Bellinger, a self-taught painter, sculptor, photographer and furniture designer who’s been at his craft for more than five decades, has pieces peeking out of every corner of the Bright home. (Fun fact: Bellinger owned a sign company in the ’80s that produced the unmistakable signage for former Saratoga business like Lillian’s and Mabou.) He and his artist wife, Susan, co-created the coffee table that Bright has on his screened-in porch, fashioning it from an old cast-iron fireplace part (Susan painted the flowers on it, and the two added variegated gold leaf to the center of each flower). A handmade ’50s ashtray, which features shotgun casings in place of smokes, was given to Bright by the artist, after he took a shine to it. “He’s a genius,” says Bright, “at making other people’s trash into treasures you never could’ve imagined.”

Hook, on the other hand, has for 20 years been a full-time carver whose sculpting weapon of choice is a chainsaw. Two of Hook’s pieces have made their way into Bright’s orbit so far: a bear carved from a single slab of wood (save for the bear’s sharp little grill), which menaces passersby on a path near Bright’s pond; and his latest masterpiece, a 9-foot-tall, 1,500-pound Buddha, which Bright and his wife, Claudia Wilsey Bright, commissioned and which took Hook six months to complete. “It was one of those things that you can only do so much of it at a time,” says Hook. “Everything had to be pretty exact, because [the Brights] picked a statuette and a design that they wanted it to follow.” 

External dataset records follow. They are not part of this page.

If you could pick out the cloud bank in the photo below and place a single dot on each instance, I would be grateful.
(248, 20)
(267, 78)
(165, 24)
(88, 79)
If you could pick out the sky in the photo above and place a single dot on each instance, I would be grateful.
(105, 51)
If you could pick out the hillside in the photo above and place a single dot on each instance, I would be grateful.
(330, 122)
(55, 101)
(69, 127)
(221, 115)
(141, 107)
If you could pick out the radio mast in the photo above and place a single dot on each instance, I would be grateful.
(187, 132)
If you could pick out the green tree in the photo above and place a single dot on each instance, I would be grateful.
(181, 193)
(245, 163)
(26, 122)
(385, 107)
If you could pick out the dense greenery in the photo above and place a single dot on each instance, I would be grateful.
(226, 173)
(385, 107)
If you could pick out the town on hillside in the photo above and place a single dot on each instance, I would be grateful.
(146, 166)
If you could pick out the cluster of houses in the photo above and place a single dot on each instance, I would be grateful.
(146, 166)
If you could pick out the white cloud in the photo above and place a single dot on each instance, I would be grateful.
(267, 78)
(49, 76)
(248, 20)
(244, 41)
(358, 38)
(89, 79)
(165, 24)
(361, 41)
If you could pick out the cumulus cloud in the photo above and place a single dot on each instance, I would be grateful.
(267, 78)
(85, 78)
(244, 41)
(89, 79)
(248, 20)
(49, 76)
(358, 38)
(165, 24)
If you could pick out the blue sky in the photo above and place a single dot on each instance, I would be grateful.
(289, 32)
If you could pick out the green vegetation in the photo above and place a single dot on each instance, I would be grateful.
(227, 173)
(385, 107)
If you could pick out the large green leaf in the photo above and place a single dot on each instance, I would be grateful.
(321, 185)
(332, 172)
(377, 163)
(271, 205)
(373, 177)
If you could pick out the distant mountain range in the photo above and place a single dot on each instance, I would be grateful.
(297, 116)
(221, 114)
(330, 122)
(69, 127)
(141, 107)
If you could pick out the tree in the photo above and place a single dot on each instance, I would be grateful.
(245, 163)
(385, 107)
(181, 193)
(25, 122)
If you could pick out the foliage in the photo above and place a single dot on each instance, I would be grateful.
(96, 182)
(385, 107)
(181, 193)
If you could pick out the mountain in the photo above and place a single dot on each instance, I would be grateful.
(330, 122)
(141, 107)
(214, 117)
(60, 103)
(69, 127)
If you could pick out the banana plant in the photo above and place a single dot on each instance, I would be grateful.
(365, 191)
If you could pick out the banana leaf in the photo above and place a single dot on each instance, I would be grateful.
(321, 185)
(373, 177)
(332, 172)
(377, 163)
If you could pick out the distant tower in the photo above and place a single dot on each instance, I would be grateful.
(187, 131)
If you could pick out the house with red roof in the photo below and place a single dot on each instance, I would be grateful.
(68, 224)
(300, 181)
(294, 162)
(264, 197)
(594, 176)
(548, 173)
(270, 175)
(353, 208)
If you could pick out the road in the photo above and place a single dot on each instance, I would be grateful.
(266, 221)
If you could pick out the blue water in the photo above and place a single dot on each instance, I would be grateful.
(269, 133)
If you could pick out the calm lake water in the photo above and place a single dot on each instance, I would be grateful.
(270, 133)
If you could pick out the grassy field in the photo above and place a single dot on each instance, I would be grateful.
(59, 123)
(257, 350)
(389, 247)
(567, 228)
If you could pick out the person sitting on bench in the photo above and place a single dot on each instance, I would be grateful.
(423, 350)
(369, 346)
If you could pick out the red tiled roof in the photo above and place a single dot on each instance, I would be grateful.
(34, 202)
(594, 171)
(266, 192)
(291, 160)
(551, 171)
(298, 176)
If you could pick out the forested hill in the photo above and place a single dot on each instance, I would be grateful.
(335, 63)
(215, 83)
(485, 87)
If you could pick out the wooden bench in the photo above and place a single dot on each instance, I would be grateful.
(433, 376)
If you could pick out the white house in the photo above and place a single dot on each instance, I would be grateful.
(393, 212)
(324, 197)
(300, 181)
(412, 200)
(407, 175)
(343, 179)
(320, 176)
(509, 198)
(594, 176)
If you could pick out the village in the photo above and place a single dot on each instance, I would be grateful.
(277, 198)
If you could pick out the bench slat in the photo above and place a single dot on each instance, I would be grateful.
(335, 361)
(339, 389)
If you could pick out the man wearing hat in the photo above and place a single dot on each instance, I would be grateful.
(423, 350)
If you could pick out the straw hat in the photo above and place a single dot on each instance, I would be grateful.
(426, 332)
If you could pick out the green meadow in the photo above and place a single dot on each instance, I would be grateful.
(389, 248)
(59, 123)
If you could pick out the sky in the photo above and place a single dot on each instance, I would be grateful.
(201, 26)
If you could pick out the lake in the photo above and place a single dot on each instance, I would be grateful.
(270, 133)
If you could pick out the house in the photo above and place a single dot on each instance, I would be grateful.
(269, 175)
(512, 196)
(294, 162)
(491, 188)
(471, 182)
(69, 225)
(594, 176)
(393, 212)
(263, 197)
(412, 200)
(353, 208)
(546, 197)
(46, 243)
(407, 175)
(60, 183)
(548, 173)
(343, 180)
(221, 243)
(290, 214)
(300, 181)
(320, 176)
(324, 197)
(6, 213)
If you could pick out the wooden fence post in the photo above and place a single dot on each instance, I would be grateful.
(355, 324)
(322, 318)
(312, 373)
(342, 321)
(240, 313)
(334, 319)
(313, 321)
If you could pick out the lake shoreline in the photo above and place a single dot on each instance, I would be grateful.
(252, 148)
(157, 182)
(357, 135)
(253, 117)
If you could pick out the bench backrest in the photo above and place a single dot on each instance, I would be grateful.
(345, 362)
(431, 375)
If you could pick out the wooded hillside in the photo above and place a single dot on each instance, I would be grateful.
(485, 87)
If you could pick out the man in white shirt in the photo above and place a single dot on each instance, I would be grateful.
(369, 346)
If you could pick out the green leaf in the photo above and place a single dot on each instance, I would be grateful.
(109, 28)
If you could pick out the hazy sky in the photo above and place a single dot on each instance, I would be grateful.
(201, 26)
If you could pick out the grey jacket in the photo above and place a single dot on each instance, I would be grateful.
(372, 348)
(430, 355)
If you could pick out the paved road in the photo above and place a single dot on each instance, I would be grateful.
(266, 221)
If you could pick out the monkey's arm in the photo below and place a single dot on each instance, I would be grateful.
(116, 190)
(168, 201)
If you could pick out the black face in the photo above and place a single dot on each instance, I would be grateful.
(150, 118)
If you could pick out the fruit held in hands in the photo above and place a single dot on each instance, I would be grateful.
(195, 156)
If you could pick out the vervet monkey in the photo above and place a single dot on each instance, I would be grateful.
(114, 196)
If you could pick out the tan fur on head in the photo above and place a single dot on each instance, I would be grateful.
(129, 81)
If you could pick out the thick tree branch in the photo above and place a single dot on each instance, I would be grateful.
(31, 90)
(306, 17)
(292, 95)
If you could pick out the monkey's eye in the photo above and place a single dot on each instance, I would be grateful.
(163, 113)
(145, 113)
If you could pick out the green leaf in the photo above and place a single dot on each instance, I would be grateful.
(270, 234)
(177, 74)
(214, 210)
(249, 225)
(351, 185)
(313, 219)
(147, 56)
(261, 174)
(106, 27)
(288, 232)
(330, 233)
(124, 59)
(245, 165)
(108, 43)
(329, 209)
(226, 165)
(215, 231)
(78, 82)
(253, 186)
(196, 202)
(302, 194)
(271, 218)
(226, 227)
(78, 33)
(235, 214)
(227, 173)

If you’re thinking about taking a trip out to Hook and Bellinger’s studio space, they’re both highly approachable and would be happy to show you around. In other words, you don’t have to be a TV star like Bright to gain entry into their world. “People have conceptions about country artists—that they work with bottlecaps and rotten, old copper piping,” says Bright. “It couldn’t be further from the truth.”